I informed Captain Langlade that I meant to escape,
and now I repeat it to you.”
The chevalier laughed.
“Time will tell,” he said.
“Your ambition to leave is a proper and patriotic
motive on your part, and I should be the last to accuse
it. But ’tis not easy of accomplishment.
I betray no military secret when I say our army marches
quickly and you will, of necessity, march with us.
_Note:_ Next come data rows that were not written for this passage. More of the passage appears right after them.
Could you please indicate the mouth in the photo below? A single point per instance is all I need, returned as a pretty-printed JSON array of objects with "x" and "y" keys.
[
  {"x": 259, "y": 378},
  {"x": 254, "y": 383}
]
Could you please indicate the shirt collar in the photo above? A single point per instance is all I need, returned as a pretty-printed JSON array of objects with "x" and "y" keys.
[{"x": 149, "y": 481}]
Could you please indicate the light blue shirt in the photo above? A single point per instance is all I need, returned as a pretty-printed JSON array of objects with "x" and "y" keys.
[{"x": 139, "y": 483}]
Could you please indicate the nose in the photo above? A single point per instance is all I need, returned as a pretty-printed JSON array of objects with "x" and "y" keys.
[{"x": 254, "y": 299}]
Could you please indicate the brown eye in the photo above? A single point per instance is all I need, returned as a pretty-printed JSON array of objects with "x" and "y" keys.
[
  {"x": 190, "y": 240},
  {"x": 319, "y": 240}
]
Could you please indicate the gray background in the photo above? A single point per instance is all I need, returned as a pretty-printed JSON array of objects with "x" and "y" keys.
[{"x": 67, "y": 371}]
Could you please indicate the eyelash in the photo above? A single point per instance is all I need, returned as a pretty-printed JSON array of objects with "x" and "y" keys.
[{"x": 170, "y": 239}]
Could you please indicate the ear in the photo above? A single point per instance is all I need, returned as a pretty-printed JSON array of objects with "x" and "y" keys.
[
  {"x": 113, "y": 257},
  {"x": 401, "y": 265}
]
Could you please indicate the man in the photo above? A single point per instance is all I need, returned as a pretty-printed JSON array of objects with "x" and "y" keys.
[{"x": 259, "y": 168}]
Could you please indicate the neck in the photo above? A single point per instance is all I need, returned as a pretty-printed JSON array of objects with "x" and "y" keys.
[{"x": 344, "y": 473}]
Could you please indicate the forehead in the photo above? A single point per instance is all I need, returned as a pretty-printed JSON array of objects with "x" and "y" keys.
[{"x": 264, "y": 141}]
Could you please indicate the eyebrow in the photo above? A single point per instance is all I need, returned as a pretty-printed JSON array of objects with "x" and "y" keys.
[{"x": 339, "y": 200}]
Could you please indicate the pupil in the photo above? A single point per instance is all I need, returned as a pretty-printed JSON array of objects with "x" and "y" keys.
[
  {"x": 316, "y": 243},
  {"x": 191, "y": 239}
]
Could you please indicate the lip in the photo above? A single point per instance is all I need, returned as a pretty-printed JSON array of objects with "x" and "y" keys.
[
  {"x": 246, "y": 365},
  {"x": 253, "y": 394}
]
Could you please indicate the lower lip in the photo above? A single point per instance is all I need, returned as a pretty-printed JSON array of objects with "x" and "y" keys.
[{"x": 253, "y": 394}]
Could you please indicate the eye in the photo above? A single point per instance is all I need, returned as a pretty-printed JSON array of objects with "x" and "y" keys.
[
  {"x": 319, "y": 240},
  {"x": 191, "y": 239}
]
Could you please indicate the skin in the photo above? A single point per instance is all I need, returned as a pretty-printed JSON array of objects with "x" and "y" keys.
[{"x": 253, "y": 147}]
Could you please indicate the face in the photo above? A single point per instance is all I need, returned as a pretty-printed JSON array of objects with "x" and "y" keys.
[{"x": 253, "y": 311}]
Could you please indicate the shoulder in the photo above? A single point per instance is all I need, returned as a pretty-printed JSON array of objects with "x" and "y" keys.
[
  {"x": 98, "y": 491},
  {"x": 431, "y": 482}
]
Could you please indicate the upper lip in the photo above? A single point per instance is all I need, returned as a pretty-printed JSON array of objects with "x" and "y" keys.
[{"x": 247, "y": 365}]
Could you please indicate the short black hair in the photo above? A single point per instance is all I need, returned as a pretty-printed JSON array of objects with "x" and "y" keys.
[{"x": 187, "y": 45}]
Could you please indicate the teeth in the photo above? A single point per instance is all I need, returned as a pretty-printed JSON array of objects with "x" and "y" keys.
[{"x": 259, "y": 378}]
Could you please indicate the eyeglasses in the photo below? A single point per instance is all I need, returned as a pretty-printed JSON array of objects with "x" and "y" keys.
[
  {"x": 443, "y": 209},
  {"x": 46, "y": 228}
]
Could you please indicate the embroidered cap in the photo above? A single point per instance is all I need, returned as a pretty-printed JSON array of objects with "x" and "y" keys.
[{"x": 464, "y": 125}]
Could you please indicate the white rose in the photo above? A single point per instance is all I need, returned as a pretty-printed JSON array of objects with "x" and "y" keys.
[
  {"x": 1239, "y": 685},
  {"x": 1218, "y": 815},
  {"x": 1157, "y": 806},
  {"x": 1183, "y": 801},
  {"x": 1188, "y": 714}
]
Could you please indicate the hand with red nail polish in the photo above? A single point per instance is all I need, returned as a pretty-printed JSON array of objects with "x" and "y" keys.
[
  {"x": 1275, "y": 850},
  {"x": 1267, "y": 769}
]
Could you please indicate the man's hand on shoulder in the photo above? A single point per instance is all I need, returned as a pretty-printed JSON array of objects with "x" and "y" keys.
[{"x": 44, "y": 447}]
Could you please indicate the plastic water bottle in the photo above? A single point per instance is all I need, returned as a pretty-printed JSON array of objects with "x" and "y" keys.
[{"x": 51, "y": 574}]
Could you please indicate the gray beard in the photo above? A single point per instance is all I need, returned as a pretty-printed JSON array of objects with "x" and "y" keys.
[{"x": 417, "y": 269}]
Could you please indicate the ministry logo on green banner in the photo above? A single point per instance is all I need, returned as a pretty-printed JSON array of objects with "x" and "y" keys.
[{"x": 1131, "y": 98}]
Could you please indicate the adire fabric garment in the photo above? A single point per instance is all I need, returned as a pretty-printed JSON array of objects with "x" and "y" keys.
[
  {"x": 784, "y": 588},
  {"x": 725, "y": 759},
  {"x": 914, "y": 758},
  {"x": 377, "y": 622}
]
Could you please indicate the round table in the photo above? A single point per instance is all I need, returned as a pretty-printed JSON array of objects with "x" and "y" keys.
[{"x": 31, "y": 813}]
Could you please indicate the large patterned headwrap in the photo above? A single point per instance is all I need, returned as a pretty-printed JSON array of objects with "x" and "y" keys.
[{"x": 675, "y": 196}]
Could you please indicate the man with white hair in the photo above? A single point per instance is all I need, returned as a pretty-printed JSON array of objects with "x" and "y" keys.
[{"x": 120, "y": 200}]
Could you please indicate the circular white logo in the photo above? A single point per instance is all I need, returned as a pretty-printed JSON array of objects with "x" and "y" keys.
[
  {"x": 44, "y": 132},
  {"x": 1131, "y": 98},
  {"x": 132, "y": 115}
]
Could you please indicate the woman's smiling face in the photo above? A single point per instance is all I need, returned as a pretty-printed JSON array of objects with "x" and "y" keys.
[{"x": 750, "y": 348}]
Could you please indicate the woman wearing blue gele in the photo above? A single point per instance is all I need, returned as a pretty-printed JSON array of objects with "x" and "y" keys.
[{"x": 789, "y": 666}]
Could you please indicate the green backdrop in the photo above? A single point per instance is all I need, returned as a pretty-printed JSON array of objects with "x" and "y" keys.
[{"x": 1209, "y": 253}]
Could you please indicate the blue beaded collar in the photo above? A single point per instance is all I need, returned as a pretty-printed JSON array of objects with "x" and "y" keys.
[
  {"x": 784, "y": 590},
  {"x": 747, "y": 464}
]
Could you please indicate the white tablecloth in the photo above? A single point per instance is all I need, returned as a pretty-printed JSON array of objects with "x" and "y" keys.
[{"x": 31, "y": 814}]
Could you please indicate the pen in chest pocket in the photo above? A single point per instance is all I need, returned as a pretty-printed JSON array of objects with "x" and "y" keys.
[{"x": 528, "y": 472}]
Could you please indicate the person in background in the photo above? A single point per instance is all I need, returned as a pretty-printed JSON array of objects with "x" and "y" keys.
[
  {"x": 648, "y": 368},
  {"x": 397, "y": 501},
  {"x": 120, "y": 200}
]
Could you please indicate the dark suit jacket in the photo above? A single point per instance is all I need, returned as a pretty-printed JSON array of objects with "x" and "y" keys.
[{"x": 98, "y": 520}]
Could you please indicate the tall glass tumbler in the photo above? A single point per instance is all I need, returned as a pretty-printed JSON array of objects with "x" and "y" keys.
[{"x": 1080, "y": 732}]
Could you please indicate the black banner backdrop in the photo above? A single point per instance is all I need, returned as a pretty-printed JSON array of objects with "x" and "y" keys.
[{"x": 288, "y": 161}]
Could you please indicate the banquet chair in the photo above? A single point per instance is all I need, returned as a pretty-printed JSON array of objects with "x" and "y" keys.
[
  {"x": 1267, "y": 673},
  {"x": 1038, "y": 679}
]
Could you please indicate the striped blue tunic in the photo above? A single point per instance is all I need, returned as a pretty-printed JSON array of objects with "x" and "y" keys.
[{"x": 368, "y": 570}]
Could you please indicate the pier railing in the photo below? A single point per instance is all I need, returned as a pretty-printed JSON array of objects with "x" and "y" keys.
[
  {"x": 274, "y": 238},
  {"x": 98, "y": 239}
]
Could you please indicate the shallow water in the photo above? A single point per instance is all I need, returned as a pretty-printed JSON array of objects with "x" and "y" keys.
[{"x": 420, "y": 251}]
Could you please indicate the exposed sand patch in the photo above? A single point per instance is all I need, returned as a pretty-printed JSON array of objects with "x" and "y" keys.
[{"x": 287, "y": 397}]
Captain Langlade will still keep a vigilant watch
over you, and you may be in readiness to depart tomorrow
morning.”
Robert slept that night in Langlade’s
little section of the camp, but, before he went to
sleep, he spent much time wondering which way they
would go when the dawn came. Evidently no attack
upon Albany was meant, as they were too far west for
such a venture, and he had reason to believe, also,
that with the coming of spring the Colonials would
be in such posture of defense that Montcalm himself
would hesitate at such a task. He made another
attempt to draw the information from Langlade, but
failed utterly. Garrulous as he was otherwise,
the French partisan would give no hint of his general’s
plans. Yet he and his warriors made obvious preparations
for battle, and, before Robert went to sleep, a gigantic
figure stalked into the firelight and regarded him
with a grim gaze. The young prisoner’s back
was turned at the moment, but he seemed to feel that
fierce look, beating like a wind upon his head, and,
turning around, he looked full into the eyes of Tandakora.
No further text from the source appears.